Profit Maximization of Big Data Jobs in Cloud Using Stochastic Optimization

Reserved instances offered by cloud providers make it possible to reserve resources and computing capacity for a specific period of time. One should pay for all the hours of that time interval; in exchange, the hourly rate is significantly lower than on-demand instances. Reserved Instances can significantly reduce the monetary cost of resources needed to process big data applications in cloud. However, purchases of these instances are non-refundable, and hence, one should be able to estimate the required resources prior to purchase to avoid over-payment. It becomes important especially when the results obtained by big data job has monetary value, such as business intelligence applications.
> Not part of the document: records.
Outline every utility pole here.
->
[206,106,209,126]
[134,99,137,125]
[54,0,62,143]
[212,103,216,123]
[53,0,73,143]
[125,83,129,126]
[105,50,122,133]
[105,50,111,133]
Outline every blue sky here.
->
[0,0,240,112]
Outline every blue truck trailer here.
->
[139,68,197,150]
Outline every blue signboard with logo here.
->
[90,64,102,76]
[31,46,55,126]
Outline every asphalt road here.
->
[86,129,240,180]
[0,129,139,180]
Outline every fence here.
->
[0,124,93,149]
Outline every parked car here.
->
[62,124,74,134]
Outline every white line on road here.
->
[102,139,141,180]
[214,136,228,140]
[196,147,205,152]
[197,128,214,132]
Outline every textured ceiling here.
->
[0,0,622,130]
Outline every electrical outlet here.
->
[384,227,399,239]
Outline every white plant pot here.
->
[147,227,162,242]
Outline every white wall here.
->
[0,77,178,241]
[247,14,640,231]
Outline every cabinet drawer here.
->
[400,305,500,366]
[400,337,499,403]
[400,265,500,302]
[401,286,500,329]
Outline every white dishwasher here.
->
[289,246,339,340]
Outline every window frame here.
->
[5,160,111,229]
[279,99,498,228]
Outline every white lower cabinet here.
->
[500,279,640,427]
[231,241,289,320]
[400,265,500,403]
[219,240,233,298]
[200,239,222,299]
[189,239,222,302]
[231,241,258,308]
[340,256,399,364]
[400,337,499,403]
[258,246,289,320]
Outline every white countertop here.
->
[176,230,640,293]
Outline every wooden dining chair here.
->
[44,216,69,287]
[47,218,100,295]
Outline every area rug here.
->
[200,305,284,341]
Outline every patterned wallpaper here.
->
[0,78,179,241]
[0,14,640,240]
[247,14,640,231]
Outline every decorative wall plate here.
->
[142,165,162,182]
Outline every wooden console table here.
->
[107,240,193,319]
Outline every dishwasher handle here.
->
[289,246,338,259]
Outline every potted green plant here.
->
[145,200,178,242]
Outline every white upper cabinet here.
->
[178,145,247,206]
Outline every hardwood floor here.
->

But, estimating the resource demand of big data processing jobs is hard because of numerous factors that affect them such as data locality, data skew, stragglers, internal settings of big data processing framework, interference among instances, instances availability, etc. To maximize the profit of processing such big data jobs in cloud considering fluctuating nature of their resource demand, as well as reserved instances limitations, we propose Reserved Instances Stochastic Allocation (RISA) approach. Using historical traces of resource demand of big data jobs submitted by user, RISA leverages stochastic optimization to determine the amount of resources needed to be reserved for that user to maximize the profit. Our evaluation using real-world traces shows that RISA can increase the net profit by up to 10x, compared to previous approaches. RISA can also find solutions as close as 2% to the best possible solution.